There are a lot of big questions in photography, as in life. In our previous Expert View article, my colleague John Maurice answered one of these, about full-frame vs APS-C cameras. Here I'll tackle another of the most common questions people ask us: should I switch from my beloved EF lens to its RF counterpart?
If you are asking this question, then you might already have decided on one of Canon's EOS R System cameras, which are built around the groundbreaking RF lens mount but can also use EF and EF-S lenses, with no loss of quality or functionality, thanks to a range of EF-EOS R mount adapters. Alternatively, you might be asking because your decision depends on how the RF lenses perform compared to their EF predecessors.
Expert view: should you make the switch to an RF lens?
So before discussing specific lenses, it's worth outlining the core benefits that the RF mount offered to Canon's lens designers. Thanks to the wide diameter of the RF lens mount and the short back focus distance between mount and sensor, the lens designers gained three ways in which they could make RF lenses surpass EF lenses:
- Make lenses more compact while retaining the quality of EF lenses.
- Make lenses a similar size to EF lenses but with extra performance and added features.
- Make new types of lenses that were not possible before.
The most obvious addition to all RF lenses is the control ring. This customisable function ring can be used to adjust various camera settings directly, including aperture, ISO, shutter speed and even white balance or changing the AF area. Combined with other physical controls on the camera, this enables you to adjust key settings quickly and easily without needing to delve into menus.

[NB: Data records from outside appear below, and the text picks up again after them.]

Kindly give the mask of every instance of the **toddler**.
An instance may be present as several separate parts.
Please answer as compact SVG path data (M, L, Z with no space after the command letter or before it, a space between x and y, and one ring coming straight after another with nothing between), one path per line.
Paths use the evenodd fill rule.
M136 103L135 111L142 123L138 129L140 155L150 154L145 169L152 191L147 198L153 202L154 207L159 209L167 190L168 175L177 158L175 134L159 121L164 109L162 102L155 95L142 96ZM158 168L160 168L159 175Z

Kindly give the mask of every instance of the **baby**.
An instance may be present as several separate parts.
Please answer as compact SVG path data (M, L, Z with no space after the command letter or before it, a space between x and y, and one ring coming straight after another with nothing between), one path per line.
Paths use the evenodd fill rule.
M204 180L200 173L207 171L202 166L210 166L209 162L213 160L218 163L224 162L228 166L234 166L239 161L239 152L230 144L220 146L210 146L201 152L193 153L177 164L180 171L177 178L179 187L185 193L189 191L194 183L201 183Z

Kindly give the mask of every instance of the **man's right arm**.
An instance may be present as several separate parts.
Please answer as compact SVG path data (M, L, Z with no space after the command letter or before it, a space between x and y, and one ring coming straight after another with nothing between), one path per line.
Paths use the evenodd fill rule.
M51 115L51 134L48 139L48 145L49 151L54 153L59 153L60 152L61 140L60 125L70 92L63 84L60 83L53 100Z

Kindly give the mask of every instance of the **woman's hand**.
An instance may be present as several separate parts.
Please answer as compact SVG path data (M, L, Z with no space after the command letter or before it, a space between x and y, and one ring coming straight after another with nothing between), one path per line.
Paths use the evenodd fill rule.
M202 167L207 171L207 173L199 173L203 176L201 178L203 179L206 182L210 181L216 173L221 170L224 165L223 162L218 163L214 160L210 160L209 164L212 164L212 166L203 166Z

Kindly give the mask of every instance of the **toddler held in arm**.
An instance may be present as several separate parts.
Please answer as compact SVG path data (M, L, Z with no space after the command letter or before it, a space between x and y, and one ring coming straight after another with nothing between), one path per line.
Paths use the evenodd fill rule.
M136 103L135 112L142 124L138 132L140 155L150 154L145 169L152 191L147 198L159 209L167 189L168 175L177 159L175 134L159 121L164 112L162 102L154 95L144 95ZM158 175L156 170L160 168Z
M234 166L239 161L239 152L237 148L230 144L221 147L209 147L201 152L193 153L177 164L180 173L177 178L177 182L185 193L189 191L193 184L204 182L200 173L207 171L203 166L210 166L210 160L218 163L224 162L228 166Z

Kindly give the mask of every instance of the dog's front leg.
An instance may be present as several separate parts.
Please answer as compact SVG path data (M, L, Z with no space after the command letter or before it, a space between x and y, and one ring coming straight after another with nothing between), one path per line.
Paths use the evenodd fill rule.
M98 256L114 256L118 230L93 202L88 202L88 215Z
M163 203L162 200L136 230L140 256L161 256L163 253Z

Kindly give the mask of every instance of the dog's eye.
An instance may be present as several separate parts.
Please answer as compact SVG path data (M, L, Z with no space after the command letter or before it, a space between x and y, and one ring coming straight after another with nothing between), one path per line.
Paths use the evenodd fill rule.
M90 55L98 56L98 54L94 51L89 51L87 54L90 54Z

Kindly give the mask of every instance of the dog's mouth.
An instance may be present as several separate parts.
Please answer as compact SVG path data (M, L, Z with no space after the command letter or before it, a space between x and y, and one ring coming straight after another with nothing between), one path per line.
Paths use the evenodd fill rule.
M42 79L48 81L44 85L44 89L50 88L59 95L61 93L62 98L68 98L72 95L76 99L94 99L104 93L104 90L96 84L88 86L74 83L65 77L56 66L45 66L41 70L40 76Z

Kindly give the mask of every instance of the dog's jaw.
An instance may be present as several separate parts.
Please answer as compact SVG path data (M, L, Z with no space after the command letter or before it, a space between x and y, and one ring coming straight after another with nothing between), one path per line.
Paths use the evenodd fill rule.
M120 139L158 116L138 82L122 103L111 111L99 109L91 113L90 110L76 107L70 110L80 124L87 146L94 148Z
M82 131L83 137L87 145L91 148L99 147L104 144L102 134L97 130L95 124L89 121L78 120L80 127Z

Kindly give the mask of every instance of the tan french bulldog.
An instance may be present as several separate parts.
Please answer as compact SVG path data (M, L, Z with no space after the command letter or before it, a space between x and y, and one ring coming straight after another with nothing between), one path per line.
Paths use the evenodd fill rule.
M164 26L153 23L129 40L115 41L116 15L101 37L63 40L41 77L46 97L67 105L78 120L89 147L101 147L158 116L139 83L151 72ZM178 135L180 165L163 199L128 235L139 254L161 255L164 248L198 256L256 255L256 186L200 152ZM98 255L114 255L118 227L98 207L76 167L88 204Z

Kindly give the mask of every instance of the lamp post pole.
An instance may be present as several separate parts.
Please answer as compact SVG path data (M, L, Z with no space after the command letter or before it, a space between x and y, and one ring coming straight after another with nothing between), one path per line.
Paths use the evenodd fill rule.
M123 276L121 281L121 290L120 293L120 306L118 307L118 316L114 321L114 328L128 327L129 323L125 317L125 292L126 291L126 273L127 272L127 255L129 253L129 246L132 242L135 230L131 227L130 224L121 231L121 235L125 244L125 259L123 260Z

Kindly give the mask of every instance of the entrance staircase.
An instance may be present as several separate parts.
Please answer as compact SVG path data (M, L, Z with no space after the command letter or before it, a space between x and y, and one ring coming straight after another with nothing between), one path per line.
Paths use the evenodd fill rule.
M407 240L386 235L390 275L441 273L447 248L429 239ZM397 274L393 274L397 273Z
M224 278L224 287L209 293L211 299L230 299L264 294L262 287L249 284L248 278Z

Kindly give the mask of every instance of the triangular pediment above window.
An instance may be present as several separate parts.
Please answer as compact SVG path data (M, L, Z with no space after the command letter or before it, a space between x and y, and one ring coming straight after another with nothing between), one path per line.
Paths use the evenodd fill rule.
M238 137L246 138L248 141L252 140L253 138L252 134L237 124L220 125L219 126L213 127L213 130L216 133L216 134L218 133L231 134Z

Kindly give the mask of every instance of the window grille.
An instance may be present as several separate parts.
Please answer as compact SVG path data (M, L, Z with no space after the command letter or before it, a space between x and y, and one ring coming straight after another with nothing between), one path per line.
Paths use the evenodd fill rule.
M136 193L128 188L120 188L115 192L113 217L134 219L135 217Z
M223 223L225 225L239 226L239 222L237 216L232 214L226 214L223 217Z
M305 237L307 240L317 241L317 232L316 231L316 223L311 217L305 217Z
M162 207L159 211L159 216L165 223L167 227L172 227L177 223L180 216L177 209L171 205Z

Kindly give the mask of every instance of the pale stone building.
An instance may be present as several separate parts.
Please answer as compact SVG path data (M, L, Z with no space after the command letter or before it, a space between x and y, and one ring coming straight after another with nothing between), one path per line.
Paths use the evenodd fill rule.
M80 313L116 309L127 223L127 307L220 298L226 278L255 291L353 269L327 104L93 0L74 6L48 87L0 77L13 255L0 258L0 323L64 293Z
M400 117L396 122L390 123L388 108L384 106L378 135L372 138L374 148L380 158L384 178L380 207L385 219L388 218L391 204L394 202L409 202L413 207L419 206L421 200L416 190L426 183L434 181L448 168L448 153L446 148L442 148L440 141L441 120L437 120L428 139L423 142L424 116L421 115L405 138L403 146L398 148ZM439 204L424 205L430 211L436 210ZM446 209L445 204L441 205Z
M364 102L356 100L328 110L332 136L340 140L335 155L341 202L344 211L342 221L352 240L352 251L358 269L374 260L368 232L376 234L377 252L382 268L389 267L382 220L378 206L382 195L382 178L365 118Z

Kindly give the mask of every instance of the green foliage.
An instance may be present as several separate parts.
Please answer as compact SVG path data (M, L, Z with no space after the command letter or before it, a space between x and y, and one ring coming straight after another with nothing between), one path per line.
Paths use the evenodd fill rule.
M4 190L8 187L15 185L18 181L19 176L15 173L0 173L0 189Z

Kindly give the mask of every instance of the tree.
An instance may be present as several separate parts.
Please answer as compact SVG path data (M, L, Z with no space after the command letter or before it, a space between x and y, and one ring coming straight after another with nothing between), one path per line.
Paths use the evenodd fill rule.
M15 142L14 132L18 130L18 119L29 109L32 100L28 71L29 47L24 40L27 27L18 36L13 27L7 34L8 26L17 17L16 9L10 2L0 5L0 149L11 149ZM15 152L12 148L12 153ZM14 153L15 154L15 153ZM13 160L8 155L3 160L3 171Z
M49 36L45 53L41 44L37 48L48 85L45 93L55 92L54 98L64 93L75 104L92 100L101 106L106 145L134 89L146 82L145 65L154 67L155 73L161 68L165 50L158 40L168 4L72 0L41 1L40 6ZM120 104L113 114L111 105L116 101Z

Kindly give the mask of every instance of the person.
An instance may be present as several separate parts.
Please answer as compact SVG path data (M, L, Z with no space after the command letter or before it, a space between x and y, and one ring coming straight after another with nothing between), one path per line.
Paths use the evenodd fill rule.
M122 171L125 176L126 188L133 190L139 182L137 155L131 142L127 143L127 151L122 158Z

A second core enhancement in all RF lenses is the aperture mechanism or electromagnetic diaphragm (EMD). In RF lenses the EMD speed has been increased to enable high frame rates, and the EMD is also able to move in smaller increments of 1/8 stop, as compared to the 1/3 stop increments in earlier lenses. This allows hybrid shooters and filmmakers to control the aperture while capturing video without the footage being affected by sudden changes or jumps in brightness.
Do you own Canon kit?
These benefits apply to all RF lenses. In addition, if you compare some of our RF lenses to their EF counterparts, you'll discover key differences that set them apart. Let's look at some of these in detail.
RF vs EF lenses: fast-aperture 35mm lenses
Let's compare the Canon RF 35mm F1.8 Macro IS STM lens with the EF 35mm f/1.4L IS II USM. This might sound like an unfair comparison, since the EF lens is an L-series lens with a faster aperture and weather sealed design, but the RF version has some tricks up its sleeve that make it a serious lens to consider. With a built-in 5-stop Image Stabilizer and half-life-size macro function, at half the weight and 60% of the size of the EF lens, the RF lens has many benefits to offset the EF lens's advantage of an additional 2/3 of a stop in brightness. Of course, the RF lens does have one major advantage that will appeal to anyone looking at these two lenses: a considerably lower price.

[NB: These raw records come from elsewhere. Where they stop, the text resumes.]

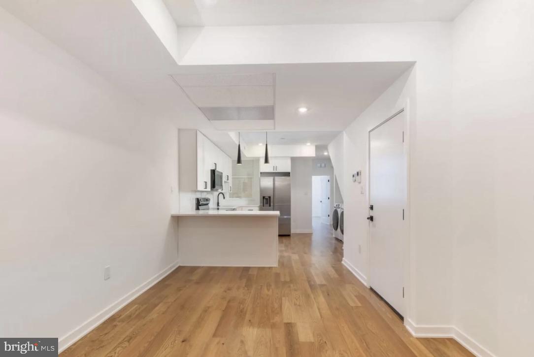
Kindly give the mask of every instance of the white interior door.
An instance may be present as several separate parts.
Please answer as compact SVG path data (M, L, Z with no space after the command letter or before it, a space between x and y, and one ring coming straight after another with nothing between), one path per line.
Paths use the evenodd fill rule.
M330 223L329 178L328 176L321 176L321 221L326 224Z
M321 185L320 176L311 177L311 215L314 217L320 217L322 215L323 206L321 203L323 197L323 187Z
M369 134L370 283L397 311L404 313L404 211L406 160L401 112Z

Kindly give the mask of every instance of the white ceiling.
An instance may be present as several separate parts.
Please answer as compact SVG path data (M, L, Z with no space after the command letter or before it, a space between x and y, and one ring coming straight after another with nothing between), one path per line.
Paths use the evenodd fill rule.
M269 131L270 145L327 145L339 134L339 131ZM265 144L265 131L247 131L241 133L241 139L248 145Z
M207 77L209 74L274 74L274 128L266 128L265 121L258 120L219 121L225 123L218 125L226 125L219 129L339 131L347 128L413 64L411 62L374 62L186 66L180 66L179 73L175 74L179 76L173 77L192 73L202 73ZM222 105L225 100L227 102L231 100L230 97L225 100L222 96L217 98L206 96L198 100L207 98L209 99L207 103L209 104ZM298 111L303 106L309 109L304 114Z
M177 128L200 130L231 155L235 142L227 131L216 130L169 74L274 74L277 131L336 131L345 129L413 65L178 66L131 2L0 0L0 6L78 59L81 68L90 67L103 80L146 104L154 117L168 119ZM299 114L301 106L310 110ZM229 123L227 131L272 129L269 123L257 123L272 121L220 121L239 122L238 126Z
M472 0L163 0L179 26L450 21Z

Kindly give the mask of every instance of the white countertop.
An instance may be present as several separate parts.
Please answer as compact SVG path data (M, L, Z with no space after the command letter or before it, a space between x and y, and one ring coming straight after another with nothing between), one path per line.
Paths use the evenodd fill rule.
M171 214L172 217L200 217L205 216L250 216L252 217L279 217L278 211L224 211L205 210L203 211L180 211Z

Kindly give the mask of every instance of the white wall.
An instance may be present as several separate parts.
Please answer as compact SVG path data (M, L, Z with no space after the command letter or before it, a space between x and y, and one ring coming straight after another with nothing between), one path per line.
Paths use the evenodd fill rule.
M311 177L311 216L321 217L321 199L323 197L322 176Z
M61 338L176 262L177 131L1 9L0 53L0 335Z
M339 133L339 135L335 137L332 142L328 144L328 153L330 155L330 160L332 162L332 166L334 168L334 174L337 183L337 188L339 189L338 196L343 197L343 193L344 191L344 178L345 172L344 165L345 164L343 159L343 139L345 136L344 132ZM343 199L337 200L343 202Z
M311 157L291 158L291 231L311 232Z
M318 164L324 164L325 167L319 167ZM316 158L312 161L311 174L312 175L328 176L330 179L330 202L328 212L330 215L328 221L332 223L332 212L334 211L334 204L335 203L334 200L334 167L332 166L332 161L330 157L326 156L325 158Z
M531 356L534 2L475 1L453 35L454 324Z
M448 22L206 27L180 62L417 62L410 78L415 94L409 116L412 264L406 317L418 325L452 322L452 178L443 174L451 167L451 27ZM393 114L384 116L386 112L376 110L380 118L367 115L383 120ZM366 204L348 186L355 169L365 168L357 161L365 152L354 151L362 143L347 141L340 180L347 185L344 254L365 271L357 242L366 232L362 223L367 212L361 209Z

RF vs EF lenses: 50mm lenses
The 50mm lens has been the standard lens for over a century thanks to its natural perspective and magnification. It also generally offers the double benefits of excellent optical performance and fast aperture – and in the case of the EF 50mm f/1.8 STM lens, a reasonable price. So let's start there with the f/1.8 version. These lenses are often the gateway lenses to elevate your photography to another level due to their quality and the control they give you over depth of field. The EF 50mm f/1.8 STM lens in various forms has existed since the dawn of the EOS system, so the optical deign has been refined over decades to produce compact, high-performance lenses at a low cost.
For the RF version the Canon designers faced the challenge that users want a 50mm RF lens to be a similar size to the existing EF lenses. But with the short flange back, a standard optical design would result in a lens that was larger. A redesigned optical formula was needed. So, Canon engineers set to work and created the RF 50mm F1.8 STM lens, which is only 1mm longer than the EF 50mm f/1.8 STM lens.
Designing the RF lens also provided opportunities to combat optical aberrations, by including a newly designed PMO (plastic moulded) aspherical lens element that improved the image quality edge to edge compared to the EF counterpart. Coupled with the previously mentioned RF lens benefits and closer focusing distance, this means the RF lens is worth upgrading to.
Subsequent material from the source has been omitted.